Just in case you didnt notice, AFL 2.0 and 2.1 grant the right to 
sublicense as well, for both copyright license and patent license.

 > why would granting
 > or revoking a patent license for the original work have any effect on
 > implicit patent rights for the derivative work
This is something of a stab in the dark as I'm a legal layman....
As I understand it, software patent rights apply to the creation and use 
of software that implements the given invention, so whether or not the 
work is independently created or a derivative of the software, if patent 
rights are revoked, then one cannot legally use the derivative or create 
such independent software, or even use the software itself.

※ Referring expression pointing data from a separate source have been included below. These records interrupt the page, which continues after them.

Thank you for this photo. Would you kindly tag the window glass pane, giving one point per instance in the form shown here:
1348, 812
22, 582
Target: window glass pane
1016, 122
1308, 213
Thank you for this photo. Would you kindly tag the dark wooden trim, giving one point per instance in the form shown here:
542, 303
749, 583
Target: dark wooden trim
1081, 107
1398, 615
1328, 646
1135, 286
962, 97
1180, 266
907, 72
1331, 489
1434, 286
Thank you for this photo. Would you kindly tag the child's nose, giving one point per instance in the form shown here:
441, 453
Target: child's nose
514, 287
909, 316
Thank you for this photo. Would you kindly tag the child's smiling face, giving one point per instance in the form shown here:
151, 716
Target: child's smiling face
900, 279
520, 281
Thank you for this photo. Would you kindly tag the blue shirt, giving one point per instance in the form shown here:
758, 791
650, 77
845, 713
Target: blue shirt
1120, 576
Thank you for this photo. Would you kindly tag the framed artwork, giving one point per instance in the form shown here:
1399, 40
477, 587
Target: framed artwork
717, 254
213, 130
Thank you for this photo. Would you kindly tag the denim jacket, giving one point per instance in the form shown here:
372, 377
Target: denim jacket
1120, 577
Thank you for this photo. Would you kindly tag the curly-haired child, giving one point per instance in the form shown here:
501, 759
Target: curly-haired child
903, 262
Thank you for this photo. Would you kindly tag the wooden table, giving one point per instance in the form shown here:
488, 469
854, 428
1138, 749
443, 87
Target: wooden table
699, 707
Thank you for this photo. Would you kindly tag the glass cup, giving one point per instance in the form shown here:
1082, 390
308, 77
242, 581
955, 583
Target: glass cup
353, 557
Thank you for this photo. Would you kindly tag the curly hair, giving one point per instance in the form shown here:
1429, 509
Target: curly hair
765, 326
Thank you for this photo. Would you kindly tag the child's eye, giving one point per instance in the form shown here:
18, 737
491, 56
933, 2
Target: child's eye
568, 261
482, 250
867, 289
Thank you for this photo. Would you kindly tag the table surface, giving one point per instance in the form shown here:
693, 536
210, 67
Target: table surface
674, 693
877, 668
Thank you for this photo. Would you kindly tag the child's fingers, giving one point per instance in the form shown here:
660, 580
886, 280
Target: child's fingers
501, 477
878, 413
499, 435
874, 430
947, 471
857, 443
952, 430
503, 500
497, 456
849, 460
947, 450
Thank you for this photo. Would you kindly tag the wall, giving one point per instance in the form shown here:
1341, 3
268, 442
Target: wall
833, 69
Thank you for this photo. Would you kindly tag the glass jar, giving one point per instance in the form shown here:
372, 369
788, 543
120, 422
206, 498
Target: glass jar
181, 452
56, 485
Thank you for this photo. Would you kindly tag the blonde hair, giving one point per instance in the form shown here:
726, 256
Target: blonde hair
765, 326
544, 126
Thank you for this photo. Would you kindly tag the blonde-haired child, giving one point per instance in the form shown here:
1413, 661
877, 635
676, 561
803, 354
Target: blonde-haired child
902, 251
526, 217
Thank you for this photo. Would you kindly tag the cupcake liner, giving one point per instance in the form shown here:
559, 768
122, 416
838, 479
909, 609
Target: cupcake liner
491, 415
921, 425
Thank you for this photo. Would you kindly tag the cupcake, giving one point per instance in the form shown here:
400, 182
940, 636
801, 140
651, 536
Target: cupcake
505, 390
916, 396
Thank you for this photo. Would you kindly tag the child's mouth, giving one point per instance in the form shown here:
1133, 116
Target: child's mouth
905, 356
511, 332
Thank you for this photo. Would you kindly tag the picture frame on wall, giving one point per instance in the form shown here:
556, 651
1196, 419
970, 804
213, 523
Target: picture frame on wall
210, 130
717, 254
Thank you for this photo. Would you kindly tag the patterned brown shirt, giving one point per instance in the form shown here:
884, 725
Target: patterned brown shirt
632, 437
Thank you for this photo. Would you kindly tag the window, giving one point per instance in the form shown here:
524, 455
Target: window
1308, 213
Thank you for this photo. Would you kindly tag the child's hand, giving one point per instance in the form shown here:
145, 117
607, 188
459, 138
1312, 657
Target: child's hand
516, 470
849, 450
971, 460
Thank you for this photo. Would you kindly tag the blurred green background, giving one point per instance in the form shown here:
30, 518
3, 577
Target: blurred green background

Also, one cannot sublicense more rights than one is granted, so if one 
does not have the patent rights (anymore), then one cannot sublicense them.

Hope this helps,
Eugene Wee

Bob Scheifler wrote:
> In a March 2003 discussion on this list about whether the AFL was or
> wasn't GPL compatible, it seemed that a key point was that, because
> the AFL does not grant the right to sublicense, the AFL applies to
> any parts of an original work that remain in a derivative work, even
> if the derivative work as a whole is under a different license.
> 
> The Apache License version 2.0 does grant the right to sublicense,
> as I understand it. Was that factored into the analysis given here:
>     http://www.apache.org/licenses/GPL-compatibility.html
> ? If the right to sublicense means no part of the derivative work
> needs to remain under the original license, then why would granting
> or revoking a patent license for the original work have any effect on
> implicit patent rights for the derivative work?